Il cuore della direttiva FinCEN? Monitorare i clienti che potrebbero avere contatti con aziende in aree legate ad Hamas, o che hanno rapporti con entità inserite nella lista nera dell'Office of Foreign Assets Control.
Inoltre, è necessario un ulteriore livello di controllo per coloro che si mobilitano per ottenere contributi in criptovalute tramite piattaforme online come i social media.
Questo severo avviso del FinCEN non è arrivato all'improvviso. È arrivato subito dopo la proposta di classificare il mixing di criptovalute – un metodo per occultare le transazioni in valuta digitale – come "focolaio di riciclaggio di denaro" con potenziali legami con organizzazioni estremiste.
La risposta più ampia degli Stati Uniti al lato oscuro delle criptovalute
Non è la prima volta che Washington lancia l'allarme per il lato oscuro delle criptovalute. Dopo l'attacco di Hamas a Israele, un mormorio collettivo di preoccupazione si è levato nei corridoi di Capitol Hill.
In una mossa degna di nota, oltre 100 membri del Congresso, in un gesto esplicito, hanno implorato l'amministrazione deldent Joe Biden di affrontare di petto le attività illecite di criptovaluta.

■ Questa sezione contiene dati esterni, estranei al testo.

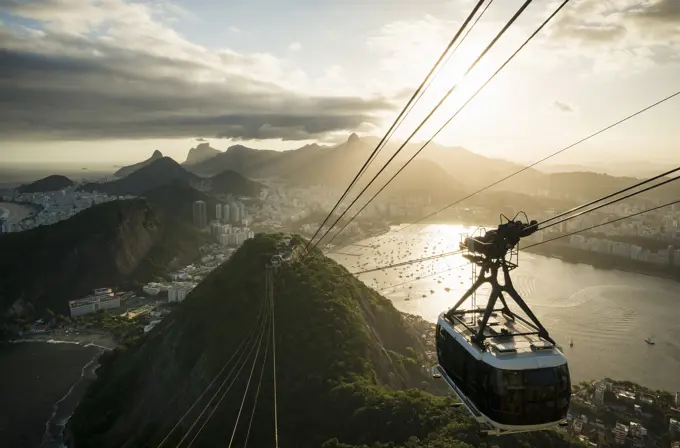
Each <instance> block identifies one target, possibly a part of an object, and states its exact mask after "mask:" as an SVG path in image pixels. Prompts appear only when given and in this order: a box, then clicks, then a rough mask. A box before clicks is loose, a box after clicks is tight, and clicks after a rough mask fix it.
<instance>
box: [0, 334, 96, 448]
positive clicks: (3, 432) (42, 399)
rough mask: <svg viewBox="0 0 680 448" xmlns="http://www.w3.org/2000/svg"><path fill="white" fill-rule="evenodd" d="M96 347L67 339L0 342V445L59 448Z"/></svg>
mask: <svg viewBox="0 0 680 448" xmlns="http://www.w3.org/2000/svg"><path fill="white" fill-rule="evenodd" d="M101 350H102V349H101V348H99V347H94V346H86V345H81V344H75V343H72V342H64V343H49V342H44V341H35V342H34V341H30V342H19V343H0V372H1V373H0V409H2V412H0V440H1V441H2V443H0V445H1V446H3V447H6V448H15V447H16V448H34V447H36V448H37V447H40V448H48V447H49V448H52V447H62V446H63V443H62V438H61V432H62V430H63V428H64V426H65V424H66V422H67V420H68V418H69V417H70V415H71V413H72V412H73V410H74V409H75V407H76V405H77V403H78V401H79V400H80V398H81V397H82V396H83V394H84V392H85V389H86V388H87V386H88V385H89V384H90V382H91V381H92V380H93V379H94V378H95V375H94V370H95V368H96V366H97V363H96V360H97V358H98V357H99V355H100V354H101Z"/></svg>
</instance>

Il loro appello era chiaro: è giunto il momento di agire con decisione contro le ombre digitali che potrebbero aiutare entità come Hamas.
In linea con questo sentimento, il Tesoro non ha perso tempo nel contrassegnare un operatore di criptovaluta con sede a Gaza, ritenuto affiliato ad Hamas, come entità sanzionata.
Ma non si tratta solo di Hamas. Torniamo al marzo 2022 e troveremmo la FinCEN in una posizione simile, questa volta lanciando avvertimenti sulle entità russe che aggirano le sanzioni con l'aiuto delle criptovalute, soprattutto sulla scia della controversa azione militare russa in Ucraina.
Infine, il crescente intreccio tra criptovalute e tensioni politiche globali sottolinea l'importanza della supervisione e della regolamentazione.